Based on how many contracts work for professional volleyball in Europe, Steven might be able to find one that suits his desires.
Bryn said that, as a professional player, there are no bills to pay.
“Everything is taken care of,” Bryn said. “You’re usually provided with an apartment. Some players are provided with a car, transportation to and from the country. Sometimes you have meals at restaurants that are provided, so whatever is in your contract that you make is really just yours.”
But that does not mean the adjustment to the professional game, especially in a new country, comes easily.
“The mindset of a professional is very different. Part of it is being a professional but part of it is also the European mentality is much different than a collegiate or university team mentality,” Bryn said. “Especially with my first season, it was difficult because I didn’t understand that, as one of the professionals on my team, if the team didn’t succeed it was automatically my fault.”
Hanson said one of the main challenges for American players is adjusting and getting through that first year.
“Typically those places don’t know a lot about you as a player, and so you have to kind of go make a name for yourself and prove yourself,” Hanson said. “But once you kind of have opened that door a little bit, the word seems to get out that these kids coming from America are pretty good volleyball players.”
After a player gets through that first year, there is no telling how long he will play. Bryn said she might play a couple of seasons more, or only one more, as she has other goals she is excited to accomplish outside volleyball, including obtaining a master’s degree, most likely in sports science. She said her plan is to see if there is a university coaching job open for volleyball so she can get her education paid for at the same time. She said OSU was “absolutely” an option.

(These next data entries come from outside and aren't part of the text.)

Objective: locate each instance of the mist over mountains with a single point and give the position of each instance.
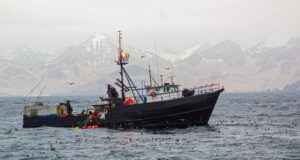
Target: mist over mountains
(90, 65)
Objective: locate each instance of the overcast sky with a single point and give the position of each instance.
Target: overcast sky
(174, 24)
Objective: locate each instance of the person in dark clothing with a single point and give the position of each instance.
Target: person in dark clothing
(69, 108)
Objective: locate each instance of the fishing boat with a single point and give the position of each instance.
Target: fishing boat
(152, 105)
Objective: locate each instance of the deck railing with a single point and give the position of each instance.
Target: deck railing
(203, 89)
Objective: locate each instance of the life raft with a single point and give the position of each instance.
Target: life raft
(153, 94)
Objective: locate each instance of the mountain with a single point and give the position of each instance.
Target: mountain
(86, 68)
(15, 78)
(24, 56)
(92, 63)
(293, 87)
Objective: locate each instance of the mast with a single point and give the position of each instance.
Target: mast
(120, 62)
(150, 75)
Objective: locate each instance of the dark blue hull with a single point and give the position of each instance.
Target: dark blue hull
(186, 111)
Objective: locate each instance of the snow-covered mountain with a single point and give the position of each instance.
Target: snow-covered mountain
(90, 65)
(15, 79)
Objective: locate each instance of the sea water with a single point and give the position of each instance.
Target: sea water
(242, 126)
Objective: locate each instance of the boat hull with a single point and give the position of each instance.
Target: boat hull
(40, 121)
(181, 112)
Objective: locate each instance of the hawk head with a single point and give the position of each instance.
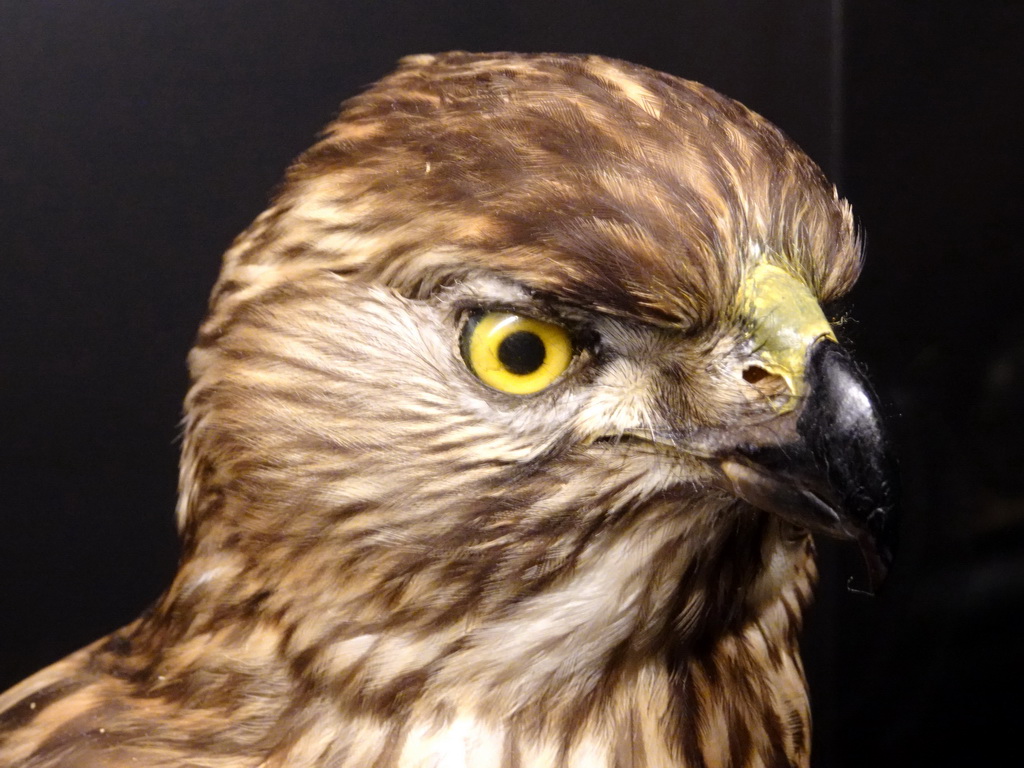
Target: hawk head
(509, 423)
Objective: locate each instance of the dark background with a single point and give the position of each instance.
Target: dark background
(136, 139)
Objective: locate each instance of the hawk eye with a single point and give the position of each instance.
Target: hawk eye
(513, 353)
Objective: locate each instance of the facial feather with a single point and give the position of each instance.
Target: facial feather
(386, 561)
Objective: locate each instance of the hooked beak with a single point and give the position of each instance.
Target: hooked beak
(822, 461)
(826, 465)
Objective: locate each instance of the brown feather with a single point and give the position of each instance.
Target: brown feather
(379, 553)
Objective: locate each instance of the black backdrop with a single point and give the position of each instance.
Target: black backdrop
(136, 139)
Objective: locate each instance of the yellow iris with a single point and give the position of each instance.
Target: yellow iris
(515, 354)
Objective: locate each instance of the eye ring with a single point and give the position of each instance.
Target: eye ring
(515, 353)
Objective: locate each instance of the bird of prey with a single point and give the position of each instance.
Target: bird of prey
(510, 424)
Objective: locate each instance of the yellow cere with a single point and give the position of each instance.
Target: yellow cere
(787, 320)
(516, 354)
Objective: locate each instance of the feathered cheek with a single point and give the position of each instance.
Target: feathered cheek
(622, 402)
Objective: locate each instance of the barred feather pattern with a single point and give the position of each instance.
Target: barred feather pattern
(385, 562)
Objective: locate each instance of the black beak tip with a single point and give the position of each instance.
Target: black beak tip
(843, 428)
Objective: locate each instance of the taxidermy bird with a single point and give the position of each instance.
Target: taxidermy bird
(510, 424)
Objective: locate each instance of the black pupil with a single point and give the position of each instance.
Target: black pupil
(521, 352)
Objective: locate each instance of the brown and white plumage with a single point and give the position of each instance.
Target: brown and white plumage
(386, 562)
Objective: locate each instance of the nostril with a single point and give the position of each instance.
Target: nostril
(754, 374)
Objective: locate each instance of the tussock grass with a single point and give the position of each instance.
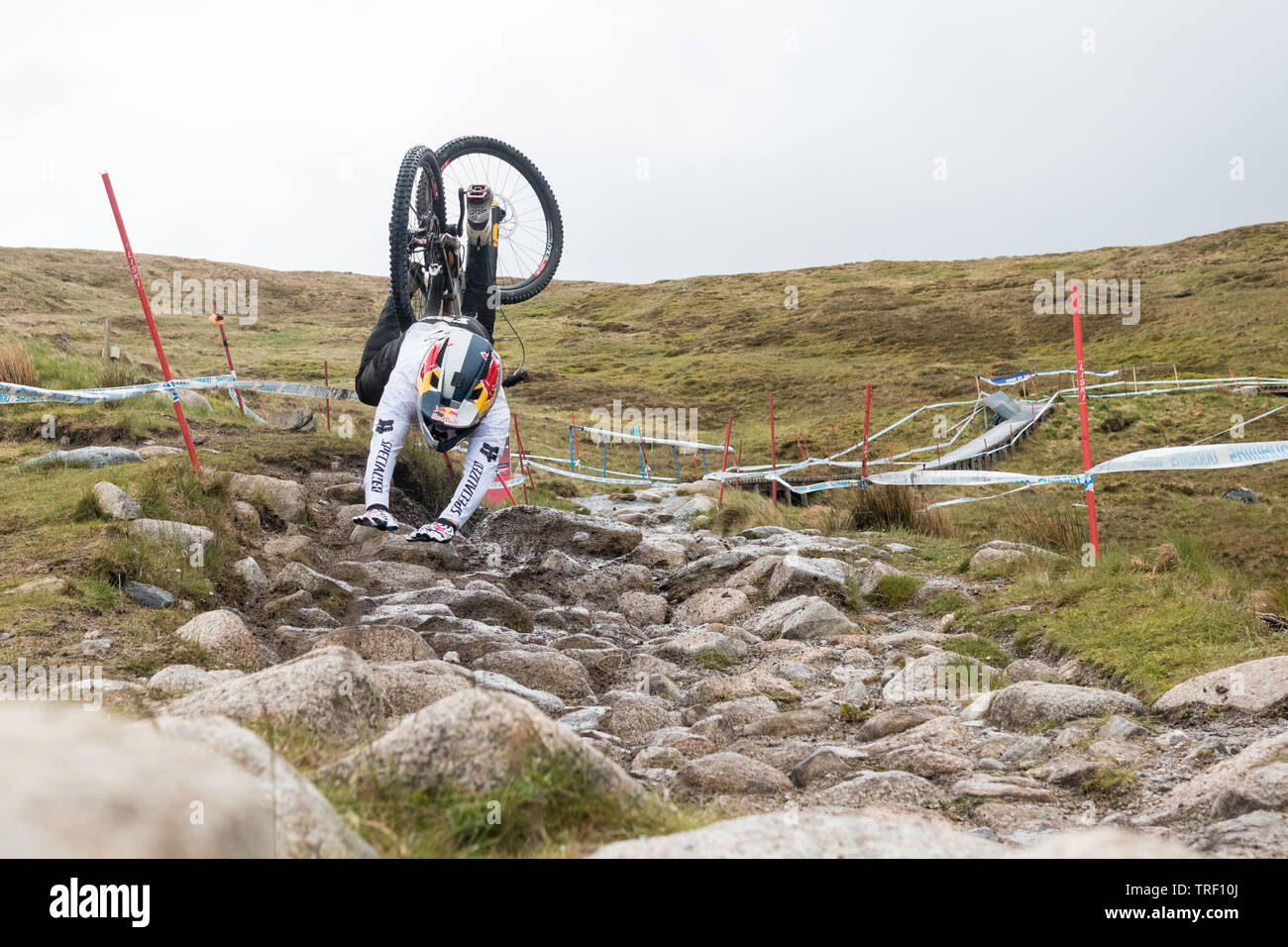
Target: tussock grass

Klanac was on the other end of the spectrum.
He said he sees himself playing as long as his body allows. He graduated with a degree in history and said going for a master’s in education is a possibility after he is done playing to teach history and possibly coach.
Steven was a little less certain.
“It’s really tough to say, because I don’t know how much I’m going to enjoy it and it’s going to be a completely new experience,” he said. “So I’m definitely taking it year by year.”
Steven graduated with a degree in business and said he turned down job offers for the opportunity to play professional volleyball.
“When I do come back I’ve made sure that, although I turned down these job offers, I’ve kept in good standing with the companies,” Steven said. “The opportunity to work in a big company in the U.S. is something that will be there for a while.”
Regardless of how long they want to play, both are confident in the other’s abilities to play well at the professional level.
“I think it’s something that John has had his mind set on and he’s going all in with it too,” Steven said. “This is his dream just as much as mine, and I know that he wants it and I know he’s going to get it done.”
Klanac said it would be “pretty cool” if he, Steven and Bryn got to play in the same country. Bryn said it has been her an
d Steven’s dream, and Steven said it would be incredible.
“The one thing I’ve definitely heard consistently from people who have played overseas is you want to have another American with you, or at least another foreigner,” Steven said. “So having people around like that to just share the experience with makes it a lot more worthwhile.”
No matter what happens for the two, or where they end up, both said their love of the game and an opportunity to play it for a living far outweighed the negatives.
“You hear all throughout high school and college you want to find a job that you love because you don’t want to dread going in to work,” Steven said. “Well, I can tell you every day I wake up and think, ‘Hey, I’m going to go play volleyball today.’ That’s a good day.”